Co do wysokości roszczenia, powódka również nie wykazała, że utracony przez nią dodatek wynosiłby 9.529,20 zł. Z § 5 pkt 1 przytaczanego przez powódkę rozporządzenia Ministra Edukacji Narodowej i Sportu w sprawie wysokości minimalnych stawek wynagrodzenia zasadniczego nauczycieli, ogólnych warunków przyznawania dodatków do wynagrodzenia zasadniczego oraz wynagradzania za pracę w dniu wolnym od pracy z dnia 31 stycznia 2005 r. (t.j. Dz.U. z 2014 r. poz. 416) wynika jedynie, że do uzyskania dodatku funkcyjnego uprawnieni są nauczyciele, którym powierzono stanowisko dyrektora szkoły. Wbrew twierdzeniom powódki nie określa ono wysokości takiego dodatku. Zgodnie bowiem z art. 30 ust. 6 pkt 1 ustawy - Karta Nauczyciela z dnia 26 stycznia 1982 r. (t.j. Dz.U. z 2018 r. poz. 967) organ prowadzący szkołę będący jednostką samorządu terytorialnego, uwzględniając przewidywaną strukturę zatrudnienia, określa dla nauczycieli poszczególnych stopni awansu zawodowego, w drodze regulaminu wysokość stawek dodatków, o których mowa w ust. 1 pkt 2 oraz szczegółowe warunki przyznawania tych dodatków, z zastrzeżeniem art. 33 i 34. W art. 30 ust. 1 pkt. 2 w/w ustawy został uregulowany dodatek funkcyjny. Powódka winna zatem przedstawić Regulamin Szkoły, w którym uregulowana została kwestia dodatku funkcyjnego, czego w toku procesu nie uczyniła.

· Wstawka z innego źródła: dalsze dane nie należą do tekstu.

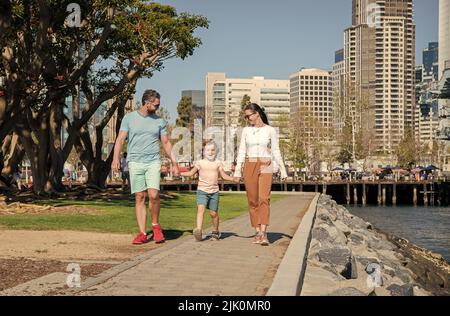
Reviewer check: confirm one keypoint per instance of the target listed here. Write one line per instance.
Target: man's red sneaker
(140, 239)
(158, 236)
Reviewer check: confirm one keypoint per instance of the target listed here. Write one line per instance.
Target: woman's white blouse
(259, 142)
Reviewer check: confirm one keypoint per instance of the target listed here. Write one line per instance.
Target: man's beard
(210, 157)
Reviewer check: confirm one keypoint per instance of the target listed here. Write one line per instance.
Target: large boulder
(337, 256)
(347, 291)
(401, 290)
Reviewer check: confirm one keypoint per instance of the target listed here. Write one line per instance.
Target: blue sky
(267, 38)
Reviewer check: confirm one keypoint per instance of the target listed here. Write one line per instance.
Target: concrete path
(232, 266)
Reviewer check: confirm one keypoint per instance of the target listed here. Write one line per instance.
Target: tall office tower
(224, 97)
(444, 36)
(198, 103)
(338, 91)
(379, 57)
(443, 133)
(430, 59)
(312, 98)
(426, 116)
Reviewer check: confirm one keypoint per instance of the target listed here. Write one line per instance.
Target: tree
(44, 61)
(164, 114)
(407, 150)
(185, 114)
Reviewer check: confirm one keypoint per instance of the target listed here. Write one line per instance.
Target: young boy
(208, 188)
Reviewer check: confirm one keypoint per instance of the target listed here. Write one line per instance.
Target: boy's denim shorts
(210, 200)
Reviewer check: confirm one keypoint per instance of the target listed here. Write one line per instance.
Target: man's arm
(168, 149)
(115, 165)
(225, 176)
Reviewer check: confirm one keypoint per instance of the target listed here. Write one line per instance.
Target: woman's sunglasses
(248, 116)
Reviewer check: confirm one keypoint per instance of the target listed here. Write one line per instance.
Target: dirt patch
(27, 255)
(20, 270)
(33, 209)
(69, 245)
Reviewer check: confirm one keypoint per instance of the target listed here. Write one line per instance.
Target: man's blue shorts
(210, 200)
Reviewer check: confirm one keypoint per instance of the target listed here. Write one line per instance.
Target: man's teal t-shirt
(144, 134)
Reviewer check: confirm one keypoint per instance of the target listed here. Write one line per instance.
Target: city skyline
(302, 49)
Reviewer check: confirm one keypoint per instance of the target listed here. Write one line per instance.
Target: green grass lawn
(177, 215)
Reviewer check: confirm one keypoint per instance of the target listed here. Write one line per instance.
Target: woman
(258, 150)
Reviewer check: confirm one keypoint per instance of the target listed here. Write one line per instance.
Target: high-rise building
(198, 102)
(380, 68)
(444, 36)
(443, 132)
(224, 97)
(430, 58)
(427, 111)
(312, 99)
(338, 91)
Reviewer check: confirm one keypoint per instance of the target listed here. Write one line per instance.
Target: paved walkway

Powódka nie udowodniła również wysokości roszczenia z tytułu różnicy w zarobkach jakie powódka otrzymałaby, gdyby pozwany wydał niezwłocznie decyzję administracyjną w sprawie stopnia awansu zawodowego powódki na nauczyciela mianowanego. Na wysokość otrzymywanego przez powódkę wynagrodzenia składają się różne elementy składowe, powódka ich nie wyszczególniła, co uniemożliwiało Sądowi weryfikację wysokości zgłoszonego roszczenia i sposobu jego wyliczenia, nie został również przedstawiony na tę okoliczność żaden dokument, chociażby dokument księgowy odzwierciedlający wysokość zarobków powódki przed uzyskaniem dodatku i po jego uzyskaniu.

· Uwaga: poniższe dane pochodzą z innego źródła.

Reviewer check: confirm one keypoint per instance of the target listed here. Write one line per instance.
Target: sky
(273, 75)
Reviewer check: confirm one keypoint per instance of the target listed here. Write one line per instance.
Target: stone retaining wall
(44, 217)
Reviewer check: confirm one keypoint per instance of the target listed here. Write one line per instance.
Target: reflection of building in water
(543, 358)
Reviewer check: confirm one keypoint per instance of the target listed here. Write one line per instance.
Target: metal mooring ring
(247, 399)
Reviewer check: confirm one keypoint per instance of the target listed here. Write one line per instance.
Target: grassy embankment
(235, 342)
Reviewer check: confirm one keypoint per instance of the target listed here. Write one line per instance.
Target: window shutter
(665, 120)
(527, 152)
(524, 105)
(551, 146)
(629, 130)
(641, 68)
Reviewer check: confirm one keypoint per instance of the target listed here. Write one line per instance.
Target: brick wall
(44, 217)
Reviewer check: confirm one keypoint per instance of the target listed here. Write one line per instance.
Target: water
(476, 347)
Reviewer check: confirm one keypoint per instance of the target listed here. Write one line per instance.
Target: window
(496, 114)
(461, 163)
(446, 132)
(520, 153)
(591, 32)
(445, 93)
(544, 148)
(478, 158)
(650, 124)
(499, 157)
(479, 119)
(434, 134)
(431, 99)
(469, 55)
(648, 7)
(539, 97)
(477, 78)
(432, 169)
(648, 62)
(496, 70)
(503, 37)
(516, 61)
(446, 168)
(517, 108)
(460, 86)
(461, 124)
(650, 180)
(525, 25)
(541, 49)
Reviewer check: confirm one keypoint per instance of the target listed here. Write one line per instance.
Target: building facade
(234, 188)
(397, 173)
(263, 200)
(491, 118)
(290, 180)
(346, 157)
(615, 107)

Niezasadne było również roszczenie o zapłatę zadośćuczynienia. Przede wszystkim nie zostało wskazane konkretne dobro osobiste zgodnie z art. 445 k.c. w zw. z art. 23 k.c., które miałoby zostać naruszone przez działania organu administracji publicznej. W tym zakresie powódka podnosiła, że została poniżona, czuła się gorsza od innych nauczycieli w jej wieku, którzy uzyskali już awans na nauczyciela mianowanego oraz że przedłużanie się postępowania administracyjnego spowodowało u niej duży stres. Żadna z tych okoliczności nie stanowiła jednak naruszenia dóbr osobistych, które zasługiwałyby na ochronę. Prawo do rozpoznania sprawy bez nieuzasadnionej zwłoki nie jest dobrem osobistym (por. wyrok SN z 6.05.2010 r. II CSK 640/09). W szczególności nie zostało udowodnione by w wyniku działań pozwanej doszło do rozstroju zdrowia u powódki. Nie została zatem wykazana szkoda na osobie. W ocenie Sądu Rejonowego powódka nie wykazała również związku przyczynowego między podnoszoną przez nią krzywdą a zdarzeniem sprawczym.

Konkludując, w ocenie Sądu I instancji nie zostały spełnione przesłanki warunkujące odpowiedzialność pozwanej z art. 417 (1) §2 k.c, 417 (1) § 3 k.c ani z art. 417 k.c.

Mając na uwadze powyższe Sąd Rejonowy oddalił powództwo.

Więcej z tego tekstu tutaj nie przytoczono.